What methodologies do you follow? Do you have your own?
In addition to following best practices from the life cycle assessment field and GHG Protocol rules, we primarily follow WBCSD, Project Frame, and Mission Innovation’s Avoided Emissions framework, GFANZ, and much of the Mirova/Robeco AEP Methodology. For allocation guidance, we follow Project Frame, WBCSD (although complete formal guidance has yet to be released), and PCAF. We have contributed to most of these methodologies, in some cases co-authoring, in others advising or providing formal structured feedback.
For practical reasons, all of the leading avoided emissions frameworks and guidance documents lack the specific technical precision needed to systematically and comprehensively carry out the wide array of data transformations and calculations. Rho Impact has developed its own methodology that allows Koi to both abide by and expand on these methodologies at scale.
Why is Koi's methodology better?
Below is a summary of the technical improvements to the Koi Engine which have bearing on our technical methodology and where it solves critical problems with other methodologies' implementation at scale:
- Matching to Koi GHG intensities and market database – Enables use of pre-vetted data both retroactively and on a go-forward basis, leveraging the latest snapshot of Engine.
- New module for estimating market capture in a “success” scenario – Based on comparable data from historical SEC 10-K filings, improving realism in forecasting.
- Improved subphase-level savings logic – Introduces the "template intensity" concept to avoid forcing inappropriate conventional baselines (e.g., oat milk no longer compares to dairy milk value chains). Removes hardcoded subphase-level efficiency gain assumptions.
- Simplified linear execution flow on the backend – Streamlines batch processing for the Rho team and includes robust unique ID handling to improve database interactions.
- Integration of the latest OpenLCA data – Includes US Fed Commons and is structured to support additional datasets such as Ecoinvent, EXIOBASE, and Agri-Footprint once authorized. Features autogenerated, verifiable, and non-overlapping components and subphases for clearer visualization of complex LCA data.
- Systematic QA and editing workflows – Provides model developers at Rho with better tools for quality assurance and targeted intervention during model development.
- Extreme ERP flagging – Automatically flags any forecast projecting less than 0.001 MtCO₂e or more than 10 GtCO₂e annually at 10% market penetration, enabling rapid review of outliers.

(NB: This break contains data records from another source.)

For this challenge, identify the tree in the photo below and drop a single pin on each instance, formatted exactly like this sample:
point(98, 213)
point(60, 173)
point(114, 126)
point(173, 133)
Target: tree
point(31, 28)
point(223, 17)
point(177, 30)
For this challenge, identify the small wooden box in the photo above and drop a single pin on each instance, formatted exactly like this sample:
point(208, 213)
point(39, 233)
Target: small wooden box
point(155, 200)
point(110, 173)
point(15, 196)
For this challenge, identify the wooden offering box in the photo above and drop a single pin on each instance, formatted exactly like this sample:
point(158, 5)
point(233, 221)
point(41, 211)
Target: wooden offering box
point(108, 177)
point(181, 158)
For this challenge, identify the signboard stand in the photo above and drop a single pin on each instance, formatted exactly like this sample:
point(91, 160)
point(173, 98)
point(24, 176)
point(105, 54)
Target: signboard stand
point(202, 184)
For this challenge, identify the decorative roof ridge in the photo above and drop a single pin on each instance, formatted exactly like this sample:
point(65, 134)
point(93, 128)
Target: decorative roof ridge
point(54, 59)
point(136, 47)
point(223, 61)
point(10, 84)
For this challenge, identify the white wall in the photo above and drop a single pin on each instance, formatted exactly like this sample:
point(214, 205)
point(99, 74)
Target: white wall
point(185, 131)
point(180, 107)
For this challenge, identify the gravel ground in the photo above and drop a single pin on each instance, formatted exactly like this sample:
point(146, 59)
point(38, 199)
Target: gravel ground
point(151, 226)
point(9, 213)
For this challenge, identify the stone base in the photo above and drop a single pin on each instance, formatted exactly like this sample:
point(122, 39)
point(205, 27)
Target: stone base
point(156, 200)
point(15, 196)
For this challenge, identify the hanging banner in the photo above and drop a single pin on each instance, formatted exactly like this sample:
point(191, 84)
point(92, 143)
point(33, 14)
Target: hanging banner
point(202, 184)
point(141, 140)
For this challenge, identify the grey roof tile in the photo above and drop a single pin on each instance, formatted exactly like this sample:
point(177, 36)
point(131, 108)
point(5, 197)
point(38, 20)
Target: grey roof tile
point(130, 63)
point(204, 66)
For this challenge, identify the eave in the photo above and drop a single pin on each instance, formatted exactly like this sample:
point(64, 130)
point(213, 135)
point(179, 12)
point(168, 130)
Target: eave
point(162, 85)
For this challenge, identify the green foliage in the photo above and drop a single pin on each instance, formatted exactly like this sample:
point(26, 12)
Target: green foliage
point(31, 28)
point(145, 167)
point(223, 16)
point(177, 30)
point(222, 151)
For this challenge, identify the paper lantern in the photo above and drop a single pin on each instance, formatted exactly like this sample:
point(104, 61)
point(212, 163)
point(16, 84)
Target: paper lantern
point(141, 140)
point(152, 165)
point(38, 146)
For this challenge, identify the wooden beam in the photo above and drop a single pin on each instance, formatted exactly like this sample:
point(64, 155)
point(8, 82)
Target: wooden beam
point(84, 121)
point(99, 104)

- Enhanced avoided emissions uncertainty logic – Applies a simplified Monte Carlo–like approach to derive meaningful uncertainty ranges (error bars) for results.
- Improved in-app icon matching – Reduces repetition and improves visual clarity in component labeling.
- Greater transparency in references and caveats – Expands reference detail and integrates clearer warnings and context where applicable.